Итак, если я удалилась от дел, то причиной этого были отнюдь не пресловутые затруднения переломного возраста (излюбленной темой мужских сплетен являются «переходные годы» женщин!), а лишь то, что мне попросту надоело постоянно пасти, откармливать и резать более или менее породистых поросят. Когда я сообщила Энсио Хююпия о своем намерении начать жить только для себя — ведь учиться мотовству никогда не поздно, — он вдруг сделался необычайно серьезным. Но это не было серьезностью Данте, который в свое время метал сердитые громы на легкомысленных женщин Флоренции и рекомендовал им искать счастья в тихом жужжании прялки; Энсио Хююпия стал серьезен просто по-человечески и действительно по-мужски. В его глазах неопределенного цвета вспыхнуло тоскливое и почти отчаянное пламя, и он тихо проговорил:
— Минна… Что же будет тогда со мной?
— То же, что и до сих пор.
Взгляд его заметался по комнате, точно искал и не находил пристанища, и наконец остановился на Своде законов. Это был оракул его величественного рабочего стола, его друг и необходимое орудие. Он пробормотал невнятно:
— Более пятнадцати лет я имел счастье быть твоим сотрудником. Признаюсь откровенно, это ты сделала меня тем, чем я стал в настоящее время. Не заставь ты меня однажды бросить службу у Свинов, я теперь, вероятно, был бы маленьким жалким адвокатишкой, который лишь занимается регистрацией ценных документов да ведет споры и тяжбы неимущих либо терпеливо дожидается в прихожей суда, не потребуется ли какой-нибудь жертве юстиции бесплатный судебный защитник… Минна, честно говоря, я опечален…

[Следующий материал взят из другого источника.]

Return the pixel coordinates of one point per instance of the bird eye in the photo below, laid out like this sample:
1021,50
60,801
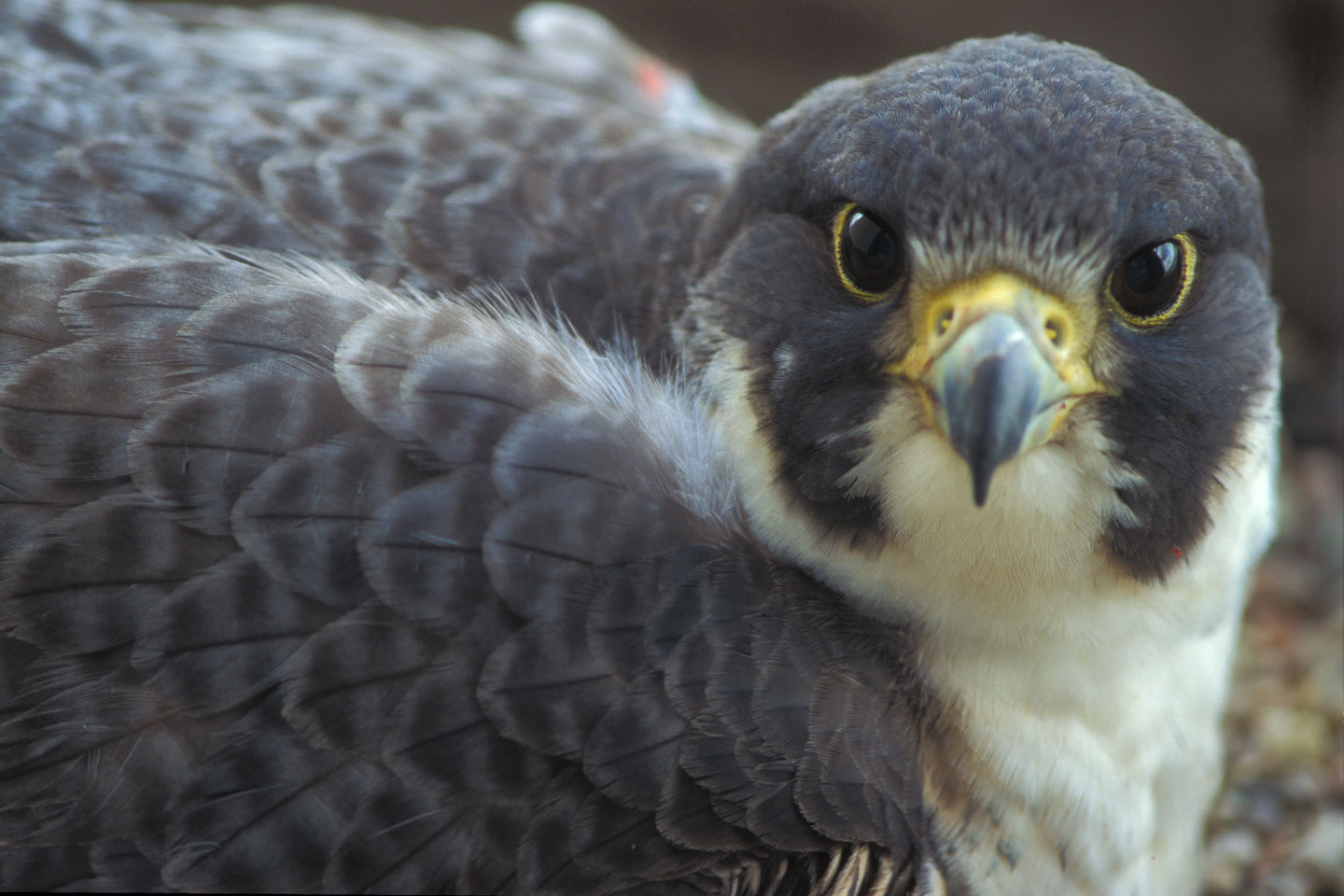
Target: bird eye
867,256
1151,284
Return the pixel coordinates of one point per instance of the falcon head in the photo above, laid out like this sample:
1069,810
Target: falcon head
992,323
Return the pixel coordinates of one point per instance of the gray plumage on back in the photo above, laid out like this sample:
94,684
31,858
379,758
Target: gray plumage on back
429,464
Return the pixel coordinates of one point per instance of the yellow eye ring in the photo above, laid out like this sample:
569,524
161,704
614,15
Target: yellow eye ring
1152,284
868,259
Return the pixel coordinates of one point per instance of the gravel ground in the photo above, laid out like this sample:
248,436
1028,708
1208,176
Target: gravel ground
1279,826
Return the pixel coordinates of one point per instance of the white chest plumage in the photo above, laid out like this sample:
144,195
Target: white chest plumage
1075,746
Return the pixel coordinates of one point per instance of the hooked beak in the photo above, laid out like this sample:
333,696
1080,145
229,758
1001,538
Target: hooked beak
1001,363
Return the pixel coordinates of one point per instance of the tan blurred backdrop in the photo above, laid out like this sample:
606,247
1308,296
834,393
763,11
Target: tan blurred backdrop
1269,73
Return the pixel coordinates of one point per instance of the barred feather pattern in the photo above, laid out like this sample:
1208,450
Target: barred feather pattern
312,584
430,159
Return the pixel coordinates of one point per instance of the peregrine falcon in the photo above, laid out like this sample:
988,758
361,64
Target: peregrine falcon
436,464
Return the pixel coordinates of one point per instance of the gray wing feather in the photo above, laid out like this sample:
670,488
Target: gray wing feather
495,602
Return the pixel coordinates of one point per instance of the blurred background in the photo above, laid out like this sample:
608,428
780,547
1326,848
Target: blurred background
1269,73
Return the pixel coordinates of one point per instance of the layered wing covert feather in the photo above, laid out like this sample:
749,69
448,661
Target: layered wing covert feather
314,584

Подобно нудисту, бесстрастно обнажающему голые факты, Энсио Хююпия выставил напоказ свое внутреннее «я». И я убедилась, что у него было сердце. По всей вероятности, он когда-то похитил сердце у своей жены, которая после этого почти всюду стала известна как бессердечная женщина. Я неоднократно замечала, что, несмотря на окружавшую его толпу веселых друзей и резвых собутыльников, Энсио Хююпия казался очень одиноким. Как знать, возможно ему требовалось иногда — как, впрочем, и всем толстокожим мужчинам — немножечко тепла и ласки. Но, возможно, он не догадывался, что женщину покоряет не нежное сердце, а нежные слова, сказанные шепотом на ушко?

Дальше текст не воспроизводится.